Tuesday, September 10, 2013

Author Question: Gunshot Wounds

I’m happy to have award-winning author Jocelyn Green return to Redwood’s with a couple of questions about gunshot wounds.

Welcome back, Jocelyn!

Jocelyn asks:

I decided not to do a gunshot to my character’s shoulder because of all the bones and major things it could have hit. Too complicated for my story. Instead, I am writing that she was shot through her bicep, missing the bone, though. A year later, she raises a gun for the first time since her injury, to do target practice.

Is it possible that due to nerve injury, her aim is off, or she can’t raise the gun properly? It would be great if something doesn’t look right to her “instructor.” So, can we limit her range of motion or something, due to her injury? The year is 1863, by the way, and according to my medical textbooks from that time, the treatment of a gunshot wound was to clear out the debris and just put water dressings over it.

Jordyn says

Yes, this is possible. A gunshot wound through the bicep could injure the musculocutaneous nerve that is responsible for part of the upper arm like the flexor muscles. Flexor muscles decrease angles at joints like the elbow. So, if her arm would need to be slightly bent to shoot the weapon, she would be unable to do that. That being said—if it were needed that the opposite be true (for instance her arm would need to be straight to shoot the weapon) you could injure a nerve that supplies the extensor muscle—which decreases the angle at joints like the elbow. You can view the two links below for detailed information about flexor and extensor muscles. 

Remember, though, she would exhibit these deficiencies all the time—not just when she’s learning to shoot the weapon with her instructor so that would need to be written into the story as well.

Jocelyn asks:

I also have another character who broke his arms and legs in an accident on a ship under construction. How long would he be in slings for his arms and casts for his legs? How long would he use a wheelchair or cane?

Jordyn says:

Wow! You are really torturing your poor characters in this novel! Those are very significant injuries. Bones can take anywhere from four weeks (on the short end) to eight weeks (on the long end) to heal. In the time era your novel is set in—I’m doubtful they would have done plating, screws, etc for stabilizing fractures but likely did externally set them. 

I think he’s going to be wheelchair bound for a long time. A person quickly loses muscle mass and strength in a few short weeks of being immobile so even when he’s out of his casts (in say six to eight weeks) he would not be able to tolerate a lot of physical activity for likely several months.

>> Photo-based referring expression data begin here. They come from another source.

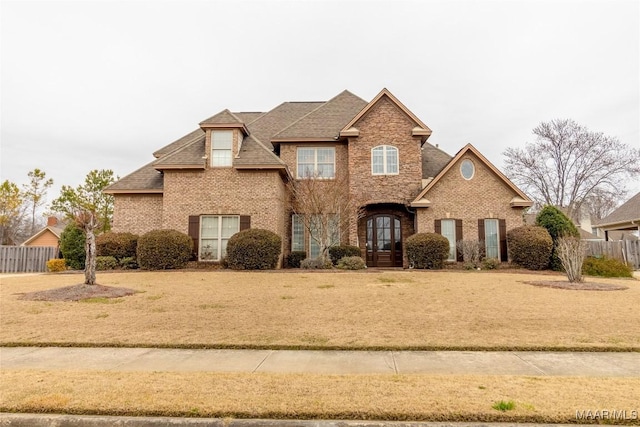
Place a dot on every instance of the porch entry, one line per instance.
(384, 240)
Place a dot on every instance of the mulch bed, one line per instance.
(77, 293)
(584, 286)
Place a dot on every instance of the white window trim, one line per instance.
(218, 239)
(217, 149)
(452, 245)
(497, 222)
(384, 160)
(473, 169)
(315, 162)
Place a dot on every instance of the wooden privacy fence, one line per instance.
(625, 250)
(26, 259)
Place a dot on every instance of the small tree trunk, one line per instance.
(90, 262)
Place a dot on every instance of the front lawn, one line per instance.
(372, 309)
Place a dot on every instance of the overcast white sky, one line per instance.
(102, 84)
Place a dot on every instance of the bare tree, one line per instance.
(35, 192)
(91, 209)
(325, 207)
(568, 164)
(11, 213)
(571, 252)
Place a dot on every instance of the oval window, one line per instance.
(467, 169)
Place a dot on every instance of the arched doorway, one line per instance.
(384, 240)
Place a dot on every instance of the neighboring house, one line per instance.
(624, 218)
(48, 236)
(232, 172)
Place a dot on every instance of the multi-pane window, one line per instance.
(491, 238)
(316, 162)
(221, 147)
(448, 230)
(215, 231)
(384, 160)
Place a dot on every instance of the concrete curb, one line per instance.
(49, 420)
(593, 364)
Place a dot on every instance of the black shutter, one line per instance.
(502, 226)
(481, 237)
(194, 232)
(459, 237)
(245, 222)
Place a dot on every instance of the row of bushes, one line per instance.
(529, 246)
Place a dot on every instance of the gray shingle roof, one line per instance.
(189, 155)
(253, 152)
(433, 160)
(627, 212)
(224, 117)
(178, 143)
(147, 178)
(326, 121)
(264, 127)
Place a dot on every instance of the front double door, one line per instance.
(384, 241)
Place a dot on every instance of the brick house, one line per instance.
(232, 173)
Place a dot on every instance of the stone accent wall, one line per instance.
(137, 213)
(483, 196)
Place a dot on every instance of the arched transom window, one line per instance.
(384, 160)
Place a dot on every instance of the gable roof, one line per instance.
(56, 230)
(420, 130)
(253, 154)
(180, 142)
(189, 156)
(628, 212)
(267, 125)
(144, 180)
(433, 160)
(324, 122)
(521, 199)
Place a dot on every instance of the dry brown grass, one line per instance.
(373, 309)
(398, 397)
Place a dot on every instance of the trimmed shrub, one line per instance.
(72, 242)
(253, 249)
(606, 267)
(336, 253)
(117, 245)
(352, 263)
(472, 251)
(558, 225)
(128, 263)
(490, 263)
(316, 264)
(54, 265)
(427, 250)
(295, 258)
(530, 246)
(163, 250)
(106, 263)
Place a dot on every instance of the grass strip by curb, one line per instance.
(223, 346)
(347, 416)
(314, 396)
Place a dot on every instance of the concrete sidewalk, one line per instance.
(601, 364)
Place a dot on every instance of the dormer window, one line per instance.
(316, 162)
(221, 148)
(384, 160)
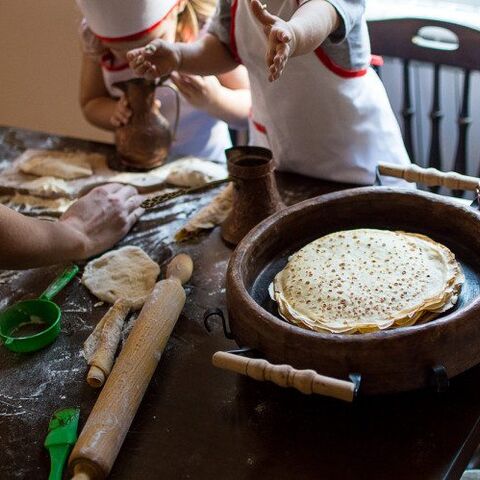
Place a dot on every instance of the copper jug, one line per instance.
(145, 141)
(255, 193)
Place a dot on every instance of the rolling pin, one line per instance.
(306, 381)
(430, 177)
(108, 423)
(102, 360)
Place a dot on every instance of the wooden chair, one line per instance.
(441, 44)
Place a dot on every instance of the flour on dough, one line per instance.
(209, 216)
(127, 273)
(194, 172)
(30, 203)
(185, 172)
(66, 165)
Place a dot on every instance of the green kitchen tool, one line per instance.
(61, 437)
(30, 325)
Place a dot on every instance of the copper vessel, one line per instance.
(145, 141)
(255, 195)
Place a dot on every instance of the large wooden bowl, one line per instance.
(389, 361)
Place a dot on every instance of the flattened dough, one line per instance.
(66, 165)
(209, 216)
(127, 273)
(47, 187)
(193, 172)
(30, 203)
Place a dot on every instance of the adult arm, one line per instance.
(91, 225)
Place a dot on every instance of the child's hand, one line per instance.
(157, 59)
(201, 92)
(280, 37)
(122, 113)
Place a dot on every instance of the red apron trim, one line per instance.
(377, 61)
(107, 63)
(337, 69)
(233, 42)
(136, 36)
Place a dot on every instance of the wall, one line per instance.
(40, 68)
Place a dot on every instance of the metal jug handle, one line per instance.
(177, 112)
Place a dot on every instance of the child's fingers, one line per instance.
(181, 85)
(133, 54)
(195, 81)
(261, 13)
(282, 35)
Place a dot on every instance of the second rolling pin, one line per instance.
(108, 423)
(430, 177)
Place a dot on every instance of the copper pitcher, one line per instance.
(145, 141)
(255, 193)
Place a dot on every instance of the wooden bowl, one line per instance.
(388, 361)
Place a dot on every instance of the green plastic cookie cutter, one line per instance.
(34, 314)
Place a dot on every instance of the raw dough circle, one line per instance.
(127, 273)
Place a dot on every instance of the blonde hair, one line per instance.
(193, 17)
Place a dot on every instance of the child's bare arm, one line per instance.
(226, 97)
(308, 28)
(97, 106)
(206, 56)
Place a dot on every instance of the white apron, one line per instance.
(318, 119)
(198, 133)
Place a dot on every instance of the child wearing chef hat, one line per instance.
(317, 104)
(207, 104)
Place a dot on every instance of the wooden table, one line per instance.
(197, 422)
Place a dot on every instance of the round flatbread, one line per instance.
(127, 273)
(366, 280)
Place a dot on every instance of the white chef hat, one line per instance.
(124, 20)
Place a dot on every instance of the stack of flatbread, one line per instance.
(366, 280)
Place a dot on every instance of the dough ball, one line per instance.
(127, 273)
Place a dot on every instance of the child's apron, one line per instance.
(318, 119)
(198, 133)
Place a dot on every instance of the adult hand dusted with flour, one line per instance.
(309, 26)
(103, 217)
(91, 225)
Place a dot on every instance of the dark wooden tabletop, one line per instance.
(197, 422)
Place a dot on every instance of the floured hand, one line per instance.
(281, 40)
(102, 217)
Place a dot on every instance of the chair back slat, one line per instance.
(408, 111)
(464, 121)
(438, 43)
(414, 39)
(436, 115)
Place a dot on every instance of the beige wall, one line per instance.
(40, 68)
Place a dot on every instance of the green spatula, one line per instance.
(62, 435)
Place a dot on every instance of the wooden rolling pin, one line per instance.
(102, 360)
(430, 176)
(108, 423)
(306, 381)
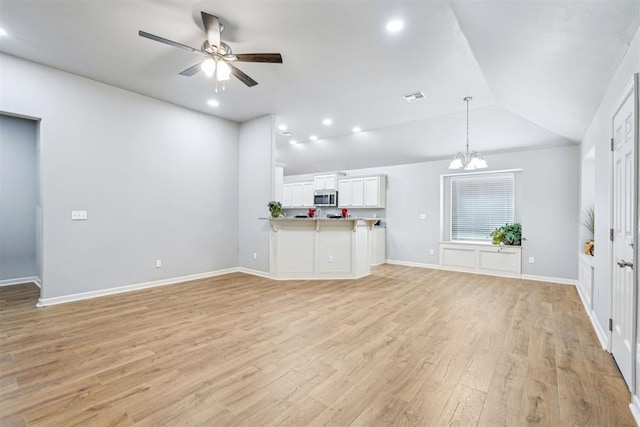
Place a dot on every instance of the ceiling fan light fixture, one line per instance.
(468, 160)
(394, 26)
(209, 67)
(456, 163)
(224, 71)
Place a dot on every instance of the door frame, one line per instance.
(630, 90)
(40, 195)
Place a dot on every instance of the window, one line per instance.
(480, 203)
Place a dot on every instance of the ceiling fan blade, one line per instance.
(242, 76)
(212, 28)
(274, 58)
(169, 42)
(192, 70)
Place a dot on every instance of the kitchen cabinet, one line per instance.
(326, 182)
(297, 195)
(362, 192)
(375, 192)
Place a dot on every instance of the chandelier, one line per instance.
(468, 160)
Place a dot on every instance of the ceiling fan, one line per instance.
(218, 53)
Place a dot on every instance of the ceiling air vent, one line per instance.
(414, 97)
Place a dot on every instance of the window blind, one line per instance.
(480, 203)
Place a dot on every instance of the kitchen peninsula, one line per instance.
(320, 248)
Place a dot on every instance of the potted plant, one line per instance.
(590, 224)
(275, 208)
(508, 234)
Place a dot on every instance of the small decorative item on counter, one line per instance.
(275, 208)
(508, 234)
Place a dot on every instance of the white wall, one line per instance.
(598, 136)
(157, 180)
(549, 208)
(18, 198)
(256, 188)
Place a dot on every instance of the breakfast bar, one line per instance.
(320, 248)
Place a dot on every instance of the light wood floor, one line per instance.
(405, 346)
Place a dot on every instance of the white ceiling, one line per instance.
(537, 70)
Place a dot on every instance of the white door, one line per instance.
(623, 289)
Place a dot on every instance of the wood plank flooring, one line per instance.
(404, 346)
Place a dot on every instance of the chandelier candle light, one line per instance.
(468, 160)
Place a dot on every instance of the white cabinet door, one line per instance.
(330, 182)
(357, 193)
(298, 195)
(372, 192)
(287, 195)
(344, 193)
(325, 182)
(307, 198)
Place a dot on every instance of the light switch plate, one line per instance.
(78, 215)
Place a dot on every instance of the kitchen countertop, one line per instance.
(290, 218)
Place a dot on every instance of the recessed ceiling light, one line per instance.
(394, 26)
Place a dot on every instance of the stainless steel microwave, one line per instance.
(325, 198)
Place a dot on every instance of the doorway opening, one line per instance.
(20, 209)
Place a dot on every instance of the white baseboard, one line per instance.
(634, 406)
(43, 302)
(548, 279)
(20, 280)
(603, 337)
(253, 272)
(412, 264)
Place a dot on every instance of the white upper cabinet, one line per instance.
(287, 195)
(365, 192)
(326, 182)
(297, 195)
(344, 193)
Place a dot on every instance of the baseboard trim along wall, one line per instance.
(546, 279)
(600, 333)
(634, 406)
(44, 302)
(21, 280)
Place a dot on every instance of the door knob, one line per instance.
(622, 264)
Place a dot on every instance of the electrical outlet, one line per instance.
(78, 215)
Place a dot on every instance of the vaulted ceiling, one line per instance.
(537, 70)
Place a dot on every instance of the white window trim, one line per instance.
(442, 203)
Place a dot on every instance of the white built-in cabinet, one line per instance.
(363, 192)
(297, 195)
(326, 182)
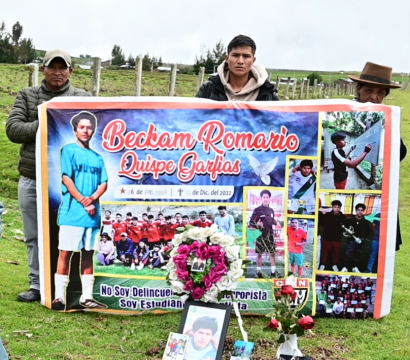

These days a person who suffered these injuries might be in a rehab center for several weeks building their strength and mobility back up.  

 A former military wife, Jocelyn Green authored, along with contributing writers, the award-winning Faith Deployed: Daily Encouragement for Military Wives and Faith Deployed . . . Again. Jocelyn also co-authored Stories of Faith and Couragefrom the Home Front, which inspired her first novel: Wedded to War. She loves Mexican food, Broadway musicals, Toblerone chocolate bars, the color red, and reading on her patio. Jocelyn lives with her husband Rob and two small children in Cedar Falls, Iowa.


  1. You surprise me with your estimates of how long bones take to heal. I did my tibia when I was almost 16, and they told me it would take 8 weeks to be out of plaster, and another four on crutches before it was completely healed - and they said that was because I was young and it would be longer for an adult. In the event it was four more weeks that they said - 12 whole weeks in plaster. So I'm surprised to hear you say 8 weeks is the longest.

    1. Hi Carrie,

      Thanks for leaving your comment. Keep in mind-- orthopedic practices have advanced quite a bit in the last number of years.

      For instance-- just your comment of saying "plaster" makes me think this injury was over 15 years ago. I don't see plaster used for cast making at all. It's generally fiberglass material.

      Let's take a femur fracture that used to be pinned and the patient was in traction. Now, they can put a rod up in through the center of the bone. And you know what they say-- you "can" walk on it because it is stronger than what you had before but you won't want to because the bones do need to heal and it will be too painful.

      Some simple fractures in kids we literally put a simple brace on and not a cast because they will self splint until it feels better. Ortho is going this directions. Walking boots instead of full casts.

      So-- I do stick by this based on the changes in orthopedics over the last 20 years but thanks so much for sharing your insight.